Go, Pokemon, Go!

It was 8 p.m. on a Saturday evening at the local park around the corner from our home. The weather was perfect — about 75 degrees with a light breeze and low humidity — and just enough late-evening sun remained for a few children to enjoy some time on the play set and swings

From a distance, I saw a band of preteens marching toward us. They came in a horde, about 10 deep, and I smiled at the idea that these youngsters decided to hang out at a kiddie park on a Saturday. I guess they weren’t too cool to go to the playground.

Then some older ones came. All were staring down at their phones, viewing riveting material.

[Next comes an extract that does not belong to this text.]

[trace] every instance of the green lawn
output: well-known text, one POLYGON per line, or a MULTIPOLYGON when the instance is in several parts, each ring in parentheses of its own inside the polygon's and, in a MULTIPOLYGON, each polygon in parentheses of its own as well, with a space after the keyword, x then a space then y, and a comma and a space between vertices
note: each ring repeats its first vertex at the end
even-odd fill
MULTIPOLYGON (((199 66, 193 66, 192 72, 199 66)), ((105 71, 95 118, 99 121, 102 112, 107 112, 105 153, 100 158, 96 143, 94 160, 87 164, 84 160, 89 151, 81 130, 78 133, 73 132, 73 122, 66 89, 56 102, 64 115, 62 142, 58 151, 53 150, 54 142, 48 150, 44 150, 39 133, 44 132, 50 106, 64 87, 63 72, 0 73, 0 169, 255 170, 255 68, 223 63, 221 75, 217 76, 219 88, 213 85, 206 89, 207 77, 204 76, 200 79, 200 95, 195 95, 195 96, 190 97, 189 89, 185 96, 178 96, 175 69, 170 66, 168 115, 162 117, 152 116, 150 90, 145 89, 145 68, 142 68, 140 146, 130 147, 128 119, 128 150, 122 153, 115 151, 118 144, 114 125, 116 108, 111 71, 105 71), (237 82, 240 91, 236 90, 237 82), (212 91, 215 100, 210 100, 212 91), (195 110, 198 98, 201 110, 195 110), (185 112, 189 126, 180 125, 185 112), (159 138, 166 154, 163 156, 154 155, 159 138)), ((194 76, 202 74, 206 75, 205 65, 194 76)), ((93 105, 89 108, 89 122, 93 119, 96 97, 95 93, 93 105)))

They were talking to each other, turning back to their phones, walking around, then talking more about their next move.

What was going on? Apparently I’d missed the memo that Green Park was the place to be on a Saturday night in July.

Then I heard the tail end of one kid’s conversation and caught the key syllable — ichu. Wait… was it… was it really… Pokemon?

I’d just seen my first real-life Pokemon Go experience in action. One kid told me that the park was a “Pokestop” (i.e. the location where the Pokemon character had appeared, I think), and the next stop was in the “gym” at the church around the corner. The tweens were just taking a break to figure out strategy to get to this gym — not an actual workout facility, but a virtual place which involves some type of battle between various trainers. Again, I think. Don’t quote me.

I’m probably not even explaining this whole thing correctly. And I did a worse job explaining it to my 72-year-old mother, who just yesterday said that she was clueless about this Pokemon thing and what made it so riveting to people. Now she was able to see them right in front of her.

I could use this space to rag about the silliness of a game that has kids staring at their phones for electronic characters and chasing them about town, but I was happy to see these almost-teens out at the park, enjoying fresh air, getting exercise and talking to each other. Yes, they were talking. In between strategy discussions, I overheard laughing and joking about themselves and each other. They stopped to run around the park and go down the slide, hang on the tire swing and enjoy each other’s company.

Don’t people say that “kids these days” don’t go outside? Well, these kids were. And it was glorious.

Soon, they left, off to the next Pokestop or Pokegym or whatever. My 3 ½-year-old remained oblivious, not yet caught up by the awesomeness of Pokemon Go. I’m sure Nintendo will come up with a new version just in time for him to be paying attention.